That sort of glowing write up that stops just short of describing it as divine scripture is a good example of the sort of thing that fascinates me. Describing any historical document as perfect really drives home the this is more than letters of the law this is sacred feeling you get when Americans talk about the founding fathers
I don't know man. If I was being less charitable, I'd view your comment as coming from someone living in a comfortable mostly homogenous society that really has never struggled with existential questions. And that's a fine viewpoint to have. But it smacks of "I can't imagine being outside my bubble, so don't know why people who have different perspectives think the way they do".
If you know the history of the document, the enlightenment and revolutionary ideals it is a culmination of, and its overall place in history, you'd probably have a better appreciation of the US Constitution being more than a set of laws. Take the fact that almost every written democratic constitution in the world is very directly inspired by the US Constitution.
It's really interesting how the chosen people view themselves. After all, everyone's fReE to write their own history :ninja:
I'm not chosen lol. My entire comment was prefaced with the fact that I'm an immigrant. I did not grow up indoctrinated in "America greatest!" jingoism. I chose to uproot my life and come to this country, a choice millions others make each year, and one of the core reasons was because of the ideals that it stood for.
Not sure it's a great thing.
How do you suggest we judge a system of ideas? I'm a pretty simple person and if they sounded good in the 18th century and they sound good now, they seem pretty timeless and great to me.
"God bless America"
-Every US presidents
Sure, they can say that. But they can't force any citizen to say that. And they can't nakedly make policy with that view. It will be challenged in court, and be struck down. Atheists in this country have objected to saying the "one nation under God" line in the pledge of allegiance, and their rights have been recognised and protected.
damn, might as well skip philosophy class and study the Constitution.
What even is this? Are just being flippant for its own sake or do you have a point here? Don't want to be drawn into a pissing match with a child.
Why are Americans always comparing their country to a continent (/Europe) though ? Instead of a country. Is it because of the word "Union" ? But like, it's far from being the same stuff.
Reading comprehension, buddy.
1. I didn't compare the US to all of Europe as a united entity. "Europe" in my comment was a placeholder for individual countries in that continent.
2. For other cases, comparing the US to Europe is the fairest comparison to make, since that is what makes the area and population (both in numbers and in diversity) scales comparable.
Also, there are many different kinds of separations from church and State as there are secular countries I guess. Not every country has to be the same.
Sure. But the American constitution is pretty unambiguous about its separation. It's not a position that has evolved over time and is a "practically for all intents and purposes" bit. For reference, Europe was having multiple Catholic vs Protestant vs Orthodox vs the Caliphate wars around the time the constitution was written. Catholics were very much pariah in the UK as were Protestants in France. And for an example much closer to now, the European legal system still has room for wackiness that is burqa bans. Those would never fly in the US.
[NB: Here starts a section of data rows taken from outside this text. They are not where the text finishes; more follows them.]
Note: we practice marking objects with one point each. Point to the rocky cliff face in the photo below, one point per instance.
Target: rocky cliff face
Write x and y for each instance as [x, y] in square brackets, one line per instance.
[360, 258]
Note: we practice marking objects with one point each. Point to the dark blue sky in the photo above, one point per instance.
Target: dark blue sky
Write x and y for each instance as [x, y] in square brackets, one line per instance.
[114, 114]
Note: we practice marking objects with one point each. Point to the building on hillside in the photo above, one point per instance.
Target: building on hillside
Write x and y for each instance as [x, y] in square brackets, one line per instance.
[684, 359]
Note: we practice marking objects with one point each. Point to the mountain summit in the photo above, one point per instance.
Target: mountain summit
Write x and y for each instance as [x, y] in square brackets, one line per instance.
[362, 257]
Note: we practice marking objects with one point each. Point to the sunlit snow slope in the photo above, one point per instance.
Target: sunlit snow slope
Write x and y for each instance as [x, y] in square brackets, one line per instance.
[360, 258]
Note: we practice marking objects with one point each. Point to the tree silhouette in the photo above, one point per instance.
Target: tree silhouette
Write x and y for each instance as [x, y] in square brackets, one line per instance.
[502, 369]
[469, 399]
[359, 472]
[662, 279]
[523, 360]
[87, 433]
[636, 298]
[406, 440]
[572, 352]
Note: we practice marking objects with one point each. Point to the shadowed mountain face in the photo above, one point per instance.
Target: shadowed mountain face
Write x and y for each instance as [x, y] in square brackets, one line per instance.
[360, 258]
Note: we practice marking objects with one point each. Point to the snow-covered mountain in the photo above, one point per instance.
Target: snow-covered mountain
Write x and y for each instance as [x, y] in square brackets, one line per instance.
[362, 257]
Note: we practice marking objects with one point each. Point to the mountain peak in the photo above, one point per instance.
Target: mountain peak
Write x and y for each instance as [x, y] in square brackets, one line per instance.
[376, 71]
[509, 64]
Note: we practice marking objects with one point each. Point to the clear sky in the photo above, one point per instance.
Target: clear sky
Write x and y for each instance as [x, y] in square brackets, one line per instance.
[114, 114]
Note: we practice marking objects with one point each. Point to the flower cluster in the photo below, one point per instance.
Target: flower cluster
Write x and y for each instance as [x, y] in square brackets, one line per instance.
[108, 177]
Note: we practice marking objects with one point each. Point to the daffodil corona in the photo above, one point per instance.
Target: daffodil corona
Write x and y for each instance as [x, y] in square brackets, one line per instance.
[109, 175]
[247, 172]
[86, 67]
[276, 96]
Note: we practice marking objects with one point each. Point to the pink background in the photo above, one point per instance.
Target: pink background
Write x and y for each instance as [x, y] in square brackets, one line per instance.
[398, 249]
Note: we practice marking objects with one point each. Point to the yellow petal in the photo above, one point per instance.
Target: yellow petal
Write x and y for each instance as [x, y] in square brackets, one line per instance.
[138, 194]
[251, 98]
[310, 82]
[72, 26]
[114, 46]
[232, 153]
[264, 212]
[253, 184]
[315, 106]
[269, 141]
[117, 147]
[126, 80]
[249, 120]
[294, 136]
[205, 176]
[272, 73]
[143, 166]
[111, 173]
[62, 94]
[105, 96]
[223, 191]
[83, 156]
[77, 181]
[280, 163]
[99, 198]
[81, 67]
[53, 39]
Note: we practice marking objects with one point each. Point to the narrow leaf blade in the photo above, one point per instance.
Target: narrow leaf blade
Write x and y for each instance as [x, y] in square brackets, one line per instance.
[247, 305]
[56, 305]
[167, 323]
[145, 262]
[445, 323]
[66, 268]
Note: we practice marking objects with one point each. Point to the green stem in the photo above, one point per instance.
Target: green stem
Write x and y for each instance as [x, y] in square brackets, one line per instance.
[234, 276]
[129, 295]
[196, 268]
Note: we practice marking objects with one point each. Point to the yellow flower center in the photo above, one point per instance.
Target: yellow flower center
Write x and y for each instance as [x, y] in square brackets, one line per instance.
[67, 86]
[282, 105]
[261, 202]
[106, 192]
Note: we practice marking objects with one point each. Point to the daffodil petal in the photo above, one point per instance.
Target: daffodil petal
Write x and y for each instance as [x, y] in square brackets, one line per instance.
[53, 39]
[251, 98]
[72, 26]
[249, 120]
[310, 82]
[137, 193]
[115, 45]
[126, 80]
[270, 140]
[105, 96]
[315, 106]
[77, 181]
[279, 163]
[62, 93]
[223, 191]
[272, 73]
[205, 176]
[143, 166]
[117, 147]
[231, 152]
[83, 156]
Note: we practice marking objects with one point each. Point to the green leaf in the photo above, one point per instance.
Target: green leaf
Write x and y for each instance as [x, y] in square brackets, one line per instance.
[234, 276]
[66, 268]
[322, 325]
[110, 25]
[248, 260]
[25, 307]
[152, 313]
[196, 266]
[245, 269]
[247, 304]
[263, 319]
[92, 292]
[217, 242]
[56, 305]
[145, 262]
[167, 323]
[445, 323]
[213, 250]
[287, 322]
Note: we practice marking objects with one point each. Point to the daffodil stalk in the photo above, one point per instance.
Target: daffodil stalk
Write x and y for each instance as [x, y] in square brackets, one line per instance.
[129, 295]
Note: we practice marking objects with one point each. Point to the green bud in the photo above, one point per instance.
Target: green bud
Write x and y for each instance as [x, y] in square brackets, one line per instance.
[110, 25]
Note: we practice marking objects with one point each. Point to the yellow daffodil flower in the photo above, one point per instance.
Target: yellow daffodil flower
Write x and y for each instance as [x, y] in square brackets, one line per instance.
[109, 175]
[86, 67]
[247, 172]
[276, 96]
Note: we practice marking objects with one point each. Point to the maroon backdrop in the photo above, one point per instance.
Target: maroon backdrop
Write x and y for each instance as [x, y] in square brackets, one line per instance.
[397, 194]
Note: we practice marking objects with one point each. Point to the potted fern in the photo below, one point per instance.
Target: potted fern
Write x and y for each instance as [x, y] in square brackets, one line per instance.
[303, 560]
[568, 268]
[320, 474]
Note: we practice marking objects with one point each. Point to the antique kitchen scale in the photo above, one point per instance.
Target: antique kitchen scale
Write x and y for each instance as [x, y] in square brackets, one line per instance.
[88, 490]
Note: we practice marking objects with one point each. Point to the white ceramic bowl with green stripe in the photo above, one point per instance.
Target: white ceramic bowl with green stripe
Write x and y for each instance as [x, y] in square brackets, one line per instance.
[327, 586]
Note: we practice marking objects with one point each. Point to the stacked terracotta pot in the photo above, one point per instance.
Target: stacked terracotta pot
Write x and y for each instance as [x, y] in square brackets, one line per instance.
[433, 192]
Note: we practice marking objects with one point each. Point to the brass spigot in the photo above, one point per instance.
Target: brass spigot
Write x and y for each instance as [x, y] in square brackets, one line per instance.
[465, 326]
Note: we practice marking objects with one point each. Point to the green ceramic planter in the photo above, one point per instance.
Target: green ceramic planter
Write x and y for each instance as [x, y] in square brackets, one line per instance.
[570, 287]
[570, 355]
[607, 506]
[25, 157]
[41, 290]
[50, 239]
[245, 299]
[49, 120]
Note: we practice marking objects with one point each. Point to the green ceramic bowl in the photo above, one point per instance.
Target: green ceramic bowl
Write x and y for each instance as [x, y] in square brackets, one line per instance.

A nation supposedly dedicated to protecting its original values. Yet despite the clearly intended separation of church and state, Christianity is constantly encroaching on our government and taking away rights and allowing for anti-science policies.
There's nuance here. Lawmakers can use their sense of morality, which is often guided by their religion, to make laws. However, they cannot make laws on religious grounds alone. This will be challenged in court and thrown out.
And then there's this.
Am I crazy or is the entire article about how he's being criticised for that opinion? Fringe loonies exist everywhere, and this has nothing to do with the Constitution itself or what the founders intended.
And the people who do all of that are the ones claiming that they are the "true" defenders of the constitution.
Cool straw man fallacy you have there.